A while ago, I wrote about how important being physically active is to me, and how it’s one of the values I hope to instill in my kids. I also talked about how I made a decision to force my youngest daughter into playing sports, because she had said no to every physical activity suggestion I made, until finally I told her I would decide for her.
Well now I’ve hit a wall with her, and I’m afraid I may have spoiled sports for her altogether.
A little background: My daughter has been in: ballet, tap dancing, cheerleading, swimming, soccer, gymnastics, volleyball, basketball, and rugby. I wish I were joking but I’m not. My philosophy up until she turned 10 was that I would allow her to choose her activity, so long as she completed the session. My only goal was to keep her fit, I didn’t care how she did it.
She even tried jogging with me at one point, thinking she might prefer ‘working out’ to sports. She didn’t.
But one day her swimming instructor said to me, “It’s as if your daughter is afraid to try new strokes, for fear that she embarrasses herself. I’d suggest keeping her in something long enough for her to become GOOD at it. Because when she gets better at a move, she will develop confidence. When she’s confident, she’s got a better chance of enjoying the sport.”
It was as if a light had gone off over my head. Quickly, I remembered that even as a young child learning to read, my daughter would refuse to sound letters and words out, instead wanting to get it perfectly (in her head) before giving it a try out loud.
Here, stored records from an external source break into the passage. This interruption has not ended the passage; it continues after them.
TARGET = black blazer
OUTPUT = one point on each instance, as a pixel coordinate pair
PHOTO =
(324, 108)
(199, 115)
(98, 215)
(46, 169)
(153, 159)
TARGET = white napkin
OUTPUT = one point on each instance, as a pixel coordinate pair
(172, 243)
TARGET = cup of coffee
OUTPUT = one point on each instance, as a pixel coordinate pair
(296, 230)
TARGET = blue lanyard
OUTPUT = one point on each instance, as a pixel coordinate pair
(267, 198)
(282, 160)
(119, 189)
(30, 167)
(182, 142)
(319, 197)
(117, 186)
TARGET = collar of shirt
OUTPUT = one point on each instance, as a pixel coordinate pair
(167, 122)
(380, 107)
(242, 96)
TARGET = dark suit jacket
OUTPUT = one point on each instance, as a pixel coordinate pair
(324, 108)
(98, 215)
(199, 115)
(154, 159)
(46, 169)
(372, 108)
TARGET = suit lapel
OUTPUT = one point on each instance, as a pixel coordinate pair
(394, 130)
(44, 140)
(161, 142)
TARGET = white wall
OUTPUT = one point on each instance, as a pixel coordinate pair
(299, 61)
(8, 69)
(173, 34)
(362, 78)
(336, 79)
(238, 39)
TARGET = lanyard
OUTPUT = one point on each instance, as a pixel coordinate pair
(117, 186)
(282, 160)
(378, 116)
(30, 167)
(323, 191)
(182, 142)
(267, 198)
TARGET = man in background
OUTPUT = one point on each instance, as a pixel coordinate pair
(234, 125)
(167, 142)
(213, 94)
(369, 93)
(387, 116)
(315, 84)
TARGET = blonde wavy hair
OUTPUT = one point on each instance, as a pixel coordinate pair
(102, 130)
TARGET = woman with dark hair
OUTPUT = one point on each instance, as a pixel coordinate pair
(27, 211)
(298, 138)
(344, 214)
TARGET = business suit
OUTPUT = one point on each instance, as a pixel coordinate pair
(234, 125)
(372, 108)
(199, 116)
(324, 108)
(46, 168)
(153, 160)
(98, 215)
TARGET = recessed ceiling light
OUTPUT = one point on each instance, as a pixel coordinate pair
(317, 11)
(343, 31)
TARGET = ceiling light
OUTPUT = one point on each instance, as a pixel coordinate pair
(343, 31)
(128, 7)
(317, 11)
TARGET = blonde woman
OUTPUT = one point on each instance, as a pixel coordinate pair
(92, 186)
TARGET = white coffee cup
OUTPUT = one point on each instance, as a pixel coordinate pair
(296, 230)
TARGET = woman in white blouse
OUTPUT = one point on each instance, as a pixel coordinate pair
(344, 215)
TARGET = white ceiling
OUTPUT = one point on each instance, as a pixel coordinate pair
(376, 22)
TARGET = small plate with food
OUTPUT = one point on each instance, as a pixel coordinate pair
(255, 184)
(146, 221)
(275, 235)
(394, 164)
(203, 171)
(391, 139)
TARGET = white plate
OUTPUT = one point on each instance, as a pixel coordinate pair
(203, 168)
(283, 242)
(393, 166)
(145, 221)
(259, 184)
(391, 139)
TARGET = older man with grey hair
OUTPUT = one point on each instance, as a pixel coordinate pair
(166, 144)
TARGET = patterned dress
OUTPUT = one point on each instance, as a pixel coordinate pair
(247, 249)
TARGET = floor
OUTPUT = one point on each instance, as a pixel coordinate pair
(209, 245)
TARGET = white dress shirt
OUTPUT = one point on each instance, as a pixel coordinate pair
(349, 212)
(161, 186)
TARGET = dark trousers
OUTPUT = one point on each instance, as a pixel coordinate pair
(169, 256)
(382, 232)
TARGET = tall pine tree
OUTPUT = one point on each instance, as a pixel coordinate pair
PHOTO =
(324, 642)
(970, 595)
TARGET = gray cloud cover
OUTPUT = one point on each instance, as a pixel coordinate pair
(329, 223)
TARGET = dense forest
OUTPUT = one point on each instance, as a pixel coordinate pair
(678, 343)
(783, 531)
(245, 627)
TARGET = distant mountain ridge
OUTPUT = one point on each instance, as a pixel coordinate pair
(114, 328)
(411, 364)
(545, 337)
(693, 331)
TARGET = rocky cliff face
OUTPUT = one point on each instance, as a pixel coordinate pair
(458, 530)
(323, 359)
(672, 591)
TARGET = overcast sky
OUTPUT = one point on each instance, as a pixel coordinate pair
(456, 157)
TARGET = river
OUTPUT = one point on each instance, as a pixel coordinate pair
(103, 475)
So at that point, when she quit volleyball in favor of basketball, I told her that this decision would be final, and that she’d have to stick with basketball, no matter how much she would eventually tell me she dislikes it, because I wanted her to be able to feel confidence in herself, which I believed could only come when she stuck with something long enough to become good at it.
Well this week, dreading the basketball tryouts coming up, which would represent the beginning of her 3rd season in the sport, my daughter sent me a text (her preferred medium to communicate difficult things). She told me that she loathed basketball, that she was the worst one on the team and everyone knew it, that being there was sheer humiliation for her, and that she felt nothing but relief once practice was over. She begged & pleaded with me to let her quit.
I sensed a desperation in her that I had never felt before, and it scared me. Things that kids feel at 12 often feel like the ‘end of the world’ to them – I remember, because I was once 12, too – and I did not want me forcing her to endure what she called ‘humiliation’ once or twice a week to be the catalyst of something much, much worse.
So Mama’s got some soul-searching to do.